There was a hush inside, like a church. A grand stairway with thick balustrade, steps carpeted in red plush like a movie palace, led up a flight to a vaulted entry hall. The only decorations were three hanging swastika flags and busts of Hitler and Goring. Public depictions of Himmler were rare; his power was his air of mystery. Bare wooden benches as uncomfortable as pews lined one side of the waiting area, glacial light filtering in from arched, frosted windows. At the far end three steps led to another entry (like an altar, Raeder thought, continuing the church analogy) with black-clad guards presiding instead of black-robed priests. Himmler had modeled his elite on the Jesuits, and SS zeal on the discipline of the Inquisition.

Raeder’s credentials were checked and he was admitted to a more private reception area, the offices beyond barricaded by a massive counter of dark-stained oak, stout as a dam. Now a more thorough check, this time by a blond-headed Nordic guard of the type the SS put on its posters. The officer scrutinized his insignia skeptically.

“An Untersturmfuhrer to see the Reichsfuhrer?”

Raeder showed the letter that had summoned the SS lieutenant from his residence in the respectable Wilmersdorf district, the apartment haunted now since Lotte’s death. “The Reichsfuhrer expects all ranks to serve.”

The comment drew no reaction from a man with the expressiveness of a robot. “Wait.”

The explorer stood stiffly as the orderly spoke into a telephone and then returned it to its cradle. The guard didn’t bother to look at Raeder again.

Long minutes passed. Raeder could hear the faint clack of heels on tile, the cricket-murmur of typewriter keys and code machines, the rumble of wooden file drawers sliding out and slamming home. Each muffled ring of distant phone was answered before it could jangle a second time. All was whispered, as if the ministry building had been selected to absorb sound. Was noise from the basement muted, too? The colors were institutional green and cream, the lights a somber yellow.

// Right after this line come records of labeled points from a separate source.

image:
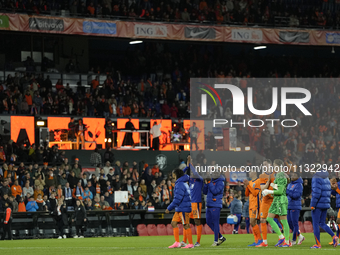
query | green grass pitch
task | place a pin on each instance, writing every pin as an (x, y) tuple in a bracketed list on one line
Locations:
[(236, 244)]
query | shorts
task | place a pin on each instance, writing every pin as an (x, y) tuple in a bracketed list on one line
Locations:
[(196, 210), (254, 213), (264, 209), (278, 208), (184, 218)]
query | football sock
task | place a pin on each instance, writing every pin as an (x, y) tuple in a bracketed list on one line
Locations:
[(189, 235), (184, 236), (285, 230), (199, 233), (274, 226), (264, 231), (257, 233), (176, 234)]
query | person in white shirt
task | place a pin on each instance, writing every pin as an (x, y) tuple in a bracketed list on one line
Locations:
[(155, 131)]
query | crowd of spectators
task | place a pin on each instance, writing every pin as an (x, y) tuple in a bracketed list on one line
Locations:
[(37, 187), (160, 88), (298, 13)]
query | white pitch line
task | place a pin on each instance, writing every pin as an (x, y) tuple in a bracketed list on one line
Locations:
[(163, 248)]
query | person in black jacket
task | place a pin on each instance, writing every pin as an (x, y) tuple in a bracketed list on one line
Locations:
[(60, 215), (79, 218)]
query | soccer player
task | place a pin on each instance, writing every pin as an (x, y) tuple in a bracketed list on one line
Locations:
[(236, 209), (279, 205), (266, 178), (245, 213), (196, 185), (294, 193), (214, 190), (321, 201), (253, 189), (182, 205), (336, 192)]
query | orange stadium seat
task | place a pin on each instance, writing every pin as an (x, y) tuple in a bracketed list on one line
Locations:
[(308, 227), (208, 230), (161, 230), (142, 230), (152, 230)]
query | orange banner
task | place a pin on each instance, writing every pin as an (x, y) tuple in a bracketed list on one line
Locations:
[(171, 31), (95, 133), (22, 128), (164, 140), (121, 125), (54, 123)]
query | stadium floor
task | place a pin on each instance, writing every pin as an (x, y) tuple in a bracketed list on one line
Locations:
[(156, 245)]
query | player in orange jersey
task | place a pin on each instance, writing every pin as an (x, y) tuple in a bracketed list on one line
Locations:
[(253, 191), (266, 178)]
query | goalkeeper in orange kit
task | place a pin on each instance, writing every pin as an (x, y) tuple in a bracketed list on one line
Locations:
[(253, 191)]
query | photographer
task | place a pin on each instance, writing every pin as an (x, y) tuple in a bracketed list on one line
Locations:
[(79, 218)]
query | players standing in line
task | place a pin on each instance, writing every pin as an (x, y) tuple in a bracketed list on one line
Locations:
[(294, 194), (336, 192), (320, 203), (236, 209), (279, 205), (245, 213), (196, 185), (266, 178), (214, 188), (253, 189), (182, 205)]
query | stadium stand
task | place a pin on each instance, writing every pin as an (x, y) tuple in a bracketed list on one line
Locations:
[(246, 13)]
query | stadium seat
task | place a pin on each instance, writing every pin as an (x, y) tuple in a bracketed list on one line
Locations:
[(152, 230), (301, 227), (208, 230), (203, 230), (193, 229), (161, 230), (169, 230), (142, 230), (180, 229), (308, 227)]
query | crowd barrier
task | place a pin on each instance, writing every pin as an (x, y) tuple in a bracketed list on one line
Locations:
[(33, 225)]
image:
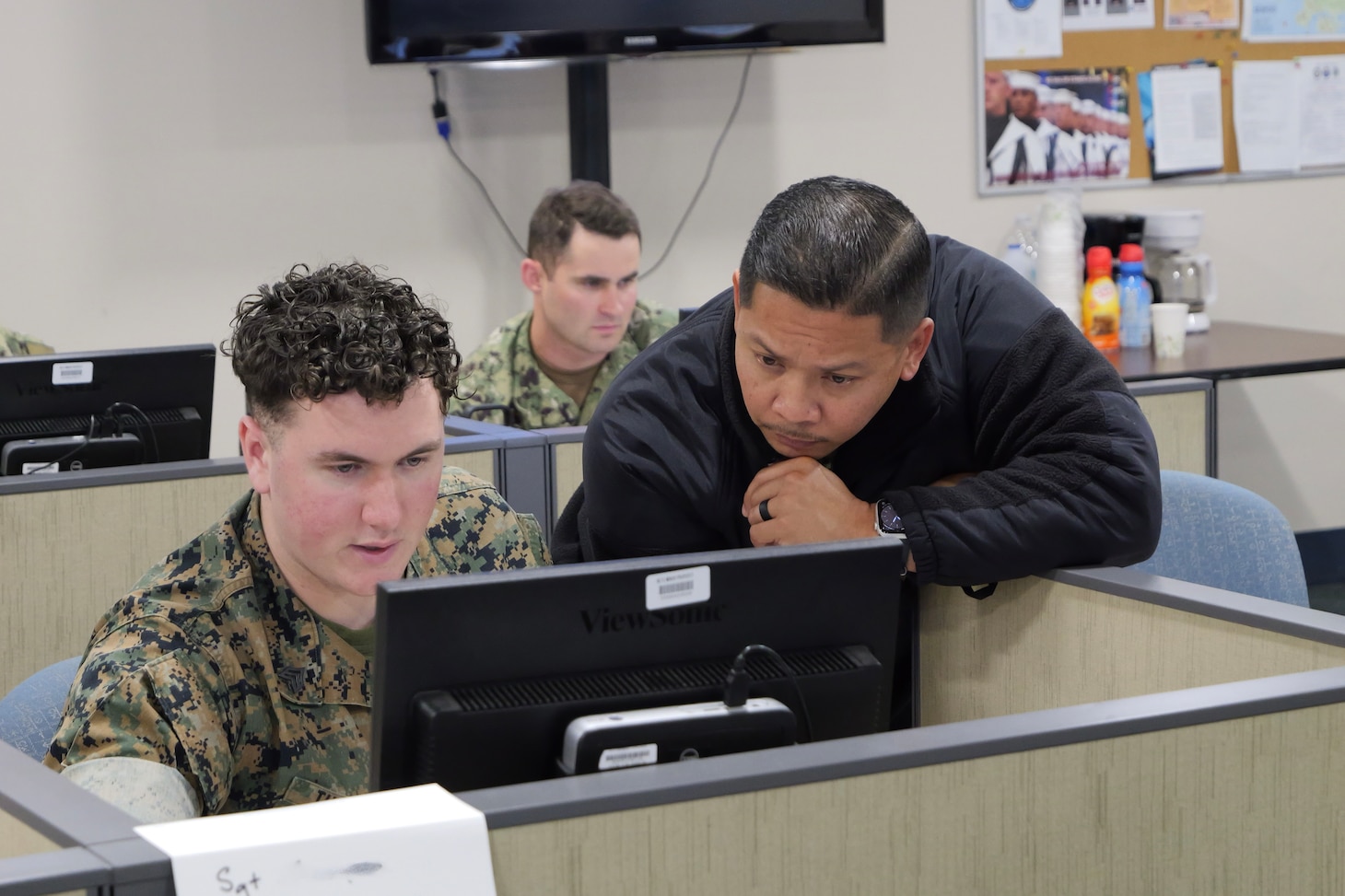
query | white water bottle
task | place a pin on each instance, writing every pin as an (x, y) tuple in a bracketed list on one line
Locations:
[(1060, 245), (1018, 250)]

“This way, Professor Raeder.”

Another SS officer, a Sturmbanfuhrer, thicker and pinker, briskly led him into the maze of corridors beyond. They wound one way and another, climbed a flight of stairs, and wound again. Raeder was (perhaps deliberately) lost. The office doors they passed were shut, shapes moving behind obscured glass. The few people in the hallways were male, hurried, boots drumming, conversation a murmur. The walls were blank. Floors gleamed. The calm efficiency, the monkish concentration, the paper-and-glue smell of a library… it was admirable and disquieting.